Posted in my everyday life by Maria on 2010/08/01

Before, my commute looked like this: exit front door, cross park on diagonal, walk two more blocks, cut through building courtyard, enter office, sit at desk. It was a 20-minute stroll, and one of the best parts of my morning.

Now, my commute involves a streetcar and subway train, and while it’s not all that bad – at least a week in – thirty minutes on public transit demands some light reading. (I say light reading, because I always scratch my head at someone poring over Ulysses or Derrida’s collected works on the subway. I hardly understand these things sitting still, let alone with a stranger’s armpit jostling my nose.)

This is how I found myself trolling the magazine section at Shoppers Drug Mart on Tuesday at 7:30 a.m., in search of something to match my new ride. Real Simple’s August 2010 issue ended up wedged against my fried-egg-and-arugula sandwich.

I’ll be honest, I’m at once fascinated and repulsed by the kind of effortless charmed world Real Simple presents as truth. Real Simple is like that friend whose perfectly edited life you’d love to hate, but can’t – because she really is just that fabulous. And don’t we all crop the messy bits from our photographs? Still, reading this magazine always leads to a loaded internal dialogue about how we frame our lives for one-another. Perhaps not what I was seeking for light subway reading.

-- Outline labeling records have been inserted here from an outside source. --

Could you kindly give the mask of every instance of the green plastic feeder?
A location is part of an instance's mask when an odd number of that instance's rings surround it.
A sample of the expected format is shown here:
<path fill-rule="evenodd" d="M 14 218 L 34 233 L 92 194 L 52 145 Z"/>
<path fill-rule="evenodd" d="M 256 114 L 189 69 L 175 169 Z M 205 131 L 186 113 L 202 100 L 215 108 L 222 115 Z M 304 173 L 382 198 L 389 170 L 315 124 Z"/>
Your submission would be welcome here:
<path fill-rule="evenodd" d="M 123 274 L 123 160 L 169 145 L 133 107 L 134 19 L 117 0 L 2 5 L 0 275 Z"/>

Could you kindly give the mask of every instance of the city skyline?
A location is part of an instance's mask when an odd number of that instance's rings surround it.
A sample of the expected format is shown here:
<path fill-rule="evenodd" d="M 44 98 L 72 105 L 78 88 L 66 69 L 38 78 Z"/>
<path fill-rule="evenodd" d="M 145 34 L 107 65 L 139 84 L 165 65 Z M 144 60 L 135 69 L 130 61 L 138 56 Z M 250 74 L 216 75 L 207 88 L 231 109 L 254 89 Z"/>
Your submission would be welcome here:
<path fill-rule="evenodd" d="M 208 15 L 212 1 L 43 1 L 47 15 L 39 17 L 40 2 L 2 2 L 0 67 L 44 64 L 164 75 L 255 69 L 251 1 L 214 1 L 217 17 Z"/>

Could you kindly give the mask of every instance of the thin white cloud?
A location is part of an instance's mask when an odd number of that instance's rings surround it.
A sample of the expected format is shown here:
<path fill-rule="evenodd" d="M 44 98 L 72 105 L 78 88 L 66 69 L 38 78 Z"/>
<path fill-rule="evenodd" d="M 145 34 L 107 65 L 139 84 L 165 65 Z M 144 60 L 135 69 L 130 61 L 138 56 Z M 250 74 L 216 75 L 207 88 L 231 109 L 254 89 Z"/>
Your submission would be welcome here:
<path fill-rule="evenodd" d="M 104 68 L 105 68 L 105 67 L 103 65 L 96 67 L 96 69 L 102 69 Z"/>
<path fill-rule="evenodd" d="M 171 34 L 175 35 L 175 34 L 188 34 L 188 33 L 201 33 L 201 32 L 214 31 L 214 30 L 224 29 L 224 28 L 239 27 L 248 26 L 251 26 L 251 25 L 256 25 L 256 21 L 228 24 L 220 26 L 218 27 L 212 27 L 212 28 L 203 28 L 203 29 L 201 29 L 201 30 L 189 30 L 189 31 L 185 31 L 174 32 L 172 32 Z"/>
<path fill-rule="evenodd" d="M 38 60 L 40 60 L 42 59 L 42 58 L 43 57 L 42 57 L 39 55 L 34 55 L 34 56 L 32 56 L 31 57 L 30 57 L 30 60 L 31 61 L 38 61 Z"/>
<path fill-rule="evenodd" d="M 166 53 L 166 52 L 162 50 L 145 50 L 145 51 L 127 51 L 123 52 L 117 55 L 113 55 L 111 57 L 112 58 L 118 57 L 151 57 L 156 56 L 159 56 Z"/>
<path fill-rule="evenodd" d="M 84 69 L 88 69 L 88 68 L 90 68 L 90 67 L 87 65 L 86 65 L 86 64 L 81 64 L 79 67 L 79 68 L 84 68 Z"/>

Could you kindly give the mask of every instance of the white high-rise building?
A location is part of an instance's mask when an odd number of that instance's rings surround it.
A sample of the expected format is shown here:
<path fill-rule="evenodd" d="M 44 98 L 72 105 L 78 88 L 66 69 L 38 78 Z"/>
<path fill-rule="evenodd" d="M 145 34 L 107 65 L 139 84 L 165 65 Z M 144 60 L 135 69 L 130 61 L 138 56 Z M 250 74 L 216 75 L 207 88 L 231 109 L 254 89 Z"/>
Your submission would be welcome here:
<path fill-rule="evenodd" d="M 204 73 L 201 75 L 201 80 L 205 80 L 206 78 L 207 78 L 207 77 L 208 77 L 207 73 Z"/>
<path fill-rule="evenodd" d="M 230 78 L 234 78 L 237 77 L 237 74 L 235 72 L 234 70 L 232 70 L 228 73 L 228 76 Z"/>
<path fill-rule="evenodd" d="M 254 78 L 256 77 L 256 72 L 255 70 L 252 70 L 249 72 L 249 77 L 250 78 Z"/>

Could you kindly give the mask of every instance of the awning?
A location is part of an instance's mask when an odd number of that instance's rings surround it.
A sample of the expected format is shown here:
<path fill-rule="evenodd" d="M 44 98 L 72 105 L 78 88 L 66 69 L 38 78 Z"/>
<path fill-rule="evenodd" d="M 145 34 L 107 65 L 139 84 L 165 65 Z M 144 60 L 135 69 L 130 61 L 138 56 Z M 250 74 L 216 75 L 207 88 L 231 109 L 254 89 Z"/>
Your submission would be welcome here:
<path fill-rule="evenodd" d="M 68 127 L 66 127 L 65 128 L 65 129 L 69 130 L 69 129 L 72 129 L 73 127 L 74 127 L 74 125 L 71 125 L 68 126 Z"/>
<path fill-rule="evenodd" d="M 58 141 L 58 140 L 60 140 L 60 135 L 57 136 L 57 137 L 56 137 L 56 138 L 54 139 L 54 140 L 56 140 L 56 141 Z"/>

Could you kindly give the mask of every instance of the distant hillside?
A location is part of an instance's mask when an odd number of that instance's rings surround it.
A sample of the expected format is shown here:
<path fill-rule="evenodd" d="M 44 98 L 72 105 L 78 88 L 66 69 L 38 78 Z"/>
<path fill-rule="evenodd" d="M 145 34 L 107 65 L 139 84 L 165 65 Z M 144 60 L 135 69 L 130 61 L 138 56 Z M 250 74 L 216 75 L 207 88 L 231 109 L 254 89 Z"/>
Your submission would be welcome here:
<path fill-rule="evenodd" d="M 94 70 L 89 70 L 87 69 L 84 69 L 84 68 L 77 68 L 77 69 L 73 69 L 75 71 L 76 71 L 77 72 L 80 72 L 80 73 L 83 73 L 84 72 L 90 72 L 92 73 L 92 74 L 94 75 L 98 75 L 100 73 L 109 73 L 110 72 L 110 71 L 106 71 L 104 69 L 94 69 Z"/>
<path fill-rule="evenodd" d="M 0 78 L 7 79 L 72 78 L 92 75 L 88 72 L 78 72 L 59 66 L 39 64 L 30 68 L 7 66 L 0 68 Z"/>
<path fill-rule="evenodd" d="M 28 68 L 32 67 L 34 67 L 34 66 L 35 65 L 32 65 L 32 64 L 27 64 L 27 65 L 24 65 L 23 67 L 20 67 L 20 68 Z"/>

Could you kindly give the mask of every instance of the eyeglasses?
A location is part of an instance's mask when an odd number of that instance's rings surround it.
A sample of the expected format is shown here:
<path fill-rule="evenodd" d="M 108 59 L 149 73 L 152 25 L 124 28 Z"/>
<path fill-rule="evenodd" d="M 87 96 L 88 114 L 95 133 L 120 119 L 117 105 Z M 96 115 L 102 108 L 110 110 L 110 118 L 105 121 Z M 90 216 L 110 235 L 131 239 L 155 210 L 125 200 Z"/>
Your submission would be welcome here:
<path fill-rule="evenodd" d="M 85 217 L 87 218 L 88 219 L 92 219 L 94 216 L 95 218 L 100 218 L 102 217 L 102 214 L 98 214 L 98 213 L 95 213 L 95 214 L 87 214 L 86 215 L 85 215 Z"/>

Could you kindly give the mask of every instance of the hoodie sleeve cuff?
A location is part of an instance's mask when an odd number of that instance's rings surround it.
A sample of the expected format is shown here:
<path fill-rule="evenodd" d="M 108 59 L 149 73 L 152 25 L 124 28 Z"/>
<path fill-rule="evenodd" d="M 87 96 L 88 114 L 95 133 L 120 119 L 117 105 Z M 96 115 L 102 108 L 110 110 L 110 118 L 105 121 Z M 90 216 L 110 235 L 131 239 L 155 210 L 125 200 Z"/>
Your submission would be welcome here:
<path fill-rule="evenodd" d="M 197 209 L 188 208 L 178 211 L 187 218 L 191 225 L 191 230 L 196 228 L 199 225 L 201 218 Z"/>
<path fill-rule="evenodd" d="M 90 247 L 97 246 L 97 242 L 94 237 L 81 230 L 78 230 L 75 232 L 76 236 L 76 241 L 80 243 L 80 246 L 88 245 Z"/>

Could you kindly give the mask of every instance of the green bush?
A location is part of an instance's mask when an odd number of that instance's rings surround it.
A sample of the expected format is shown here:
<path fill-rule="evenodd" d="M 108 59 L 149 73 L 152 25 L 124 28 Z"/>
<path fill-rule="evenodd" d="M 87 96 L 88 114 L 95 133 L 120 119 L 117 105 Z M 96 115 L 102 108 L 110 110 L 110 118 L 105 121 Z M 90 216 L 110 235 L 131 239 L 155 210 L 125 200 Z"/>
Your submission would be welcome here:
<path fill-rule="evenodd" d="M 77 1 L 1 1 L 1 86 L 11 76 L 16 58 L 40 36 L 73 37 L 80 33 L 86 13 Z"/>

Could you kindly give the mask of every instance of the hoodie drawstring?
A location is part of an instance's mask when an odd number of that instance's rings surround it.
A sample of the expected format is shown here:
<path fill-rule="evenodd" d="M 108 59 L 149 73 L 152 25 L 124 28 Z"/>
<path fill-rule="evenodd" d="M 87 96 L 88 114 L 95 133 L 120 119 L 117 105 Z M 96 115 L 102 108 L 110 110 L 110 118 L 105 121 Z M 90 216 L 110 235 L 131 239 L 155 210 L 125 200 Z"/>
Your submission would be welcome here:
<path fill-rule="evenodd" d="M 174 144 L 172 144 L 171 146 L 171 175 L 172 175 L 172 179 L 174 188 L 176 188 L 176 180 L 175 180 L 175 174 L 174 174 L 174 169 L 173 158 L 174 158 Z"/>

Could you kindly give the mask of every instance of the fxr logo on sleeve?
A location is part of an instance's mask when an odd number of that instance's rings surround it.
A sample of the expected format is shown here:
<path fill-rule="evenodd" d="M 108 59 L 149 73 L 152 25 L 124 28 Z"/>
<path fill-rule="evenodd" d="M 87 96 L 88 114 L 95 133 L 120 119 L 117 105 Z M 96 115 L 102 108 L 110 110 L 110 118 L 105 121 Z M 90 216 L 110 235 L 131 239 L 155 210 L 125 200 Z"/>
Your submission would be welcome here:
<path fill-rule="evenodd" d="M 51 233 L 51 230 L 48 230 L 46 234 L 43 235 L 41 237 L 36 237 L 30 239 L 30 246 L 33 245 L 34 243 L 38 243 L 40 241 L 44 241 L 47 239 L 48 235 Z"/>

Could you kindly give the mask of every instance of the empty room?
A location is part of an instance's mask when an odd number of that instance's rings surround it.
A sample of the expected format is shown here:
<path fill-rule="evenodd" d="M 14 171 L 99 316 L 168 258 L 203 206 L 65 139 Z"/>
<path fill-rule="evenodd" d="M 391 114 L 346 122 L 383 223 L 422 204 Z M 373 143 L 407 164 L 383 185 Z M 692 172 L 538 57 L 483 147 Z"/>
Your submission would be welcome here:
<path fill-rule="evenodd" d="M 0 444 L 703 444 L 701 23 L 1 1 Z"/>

To the task at hand – my praise to the editor who decided “Spectacular Three-Ingredient Recipes” should be this month’s lead cover story. As those who eat with me will attest, that I share recipes here at all is odd, because I never cook from recipes. I love to read cookbooks, and cobble together dishes from flavours I think make sense in my head. I’m fastidious about documenting combinations I’ve enjoyed at restaurants the moment I get home. But in matters of food, if not life, I’m pretty much an ambler – through markets and grocery stores – picking up what makes sense in that moment.

I loved these three ingredient recipes for many reasons. For me, it was a little idea map – how smart to create an icebox cake of pureed ricotta and melted chocolate, or douse balls of honeydew and torn basil with cava for a simple dessert. The feature would work just as well for someone who follows recipes to the letter. And because each is only three ingredients, there’s no fear of stray components left to die in the fridge.

A recipe for plum tart from this story has consumed me with thoughts of puff pastry for days. While puff pastry is relatively easy to make, here’s a secret: buying it pre-made is okay. It’s more than okay – it’s the right thing to do. The thing is, good store-bought pastry contains the same stuff  - flour, butter, salt, water – as the homemade kind, but lends elegance in a snap! (And all without flour in your hair, a bonus ’round these parts.) I’ve resolved to keep a sleeve in the freezer at all times – who knows when inspiration (or dinner guests) will strike.

Tarts

In the spirit of keeping this recipe-free, here’s what to do. Buy a sleeve of puff pastry and two or three ingredients that sing together. Try to avoid anything with a high water content (it’ll make the dough soggy), and you’ll want at least one ingredient to be assertive, as puff pastry is a neutral backbone.

Real Simple suggested plums and brown sugar to top their tart. I used chevre, sun-dried tomatoes and snipped watercress on one; apricots, nutmeg and honey on the other. Or what about…

  • quince paste + prosciutto
  • ricotta + olive oil + radicchio
  • blueberry + orange zest
  • mascarpone + prune + hazelnut
  • sliced pear + dark chocolate
  • sweet pea + pancetta
  • roasted pepper + goat cheese
  • asparagus + fried egg
  • grapes + marzipan
  • cherry tomato + anchovy + black olive
  • caramelized onion + bacon

…the options are many – other suggestions?

Thaw the pastry and unfold onto buttered or parchment-lined baking sheet. Score the edges to make a one-inch border. Arrange toppings inside the border and bake at 375 degrees Fahrenheit for about 30 minutes, until things look puffy and golden and right. Tarts are good hot or cold, today or the next, with company or alone over the sink, warm or straight from the fridge.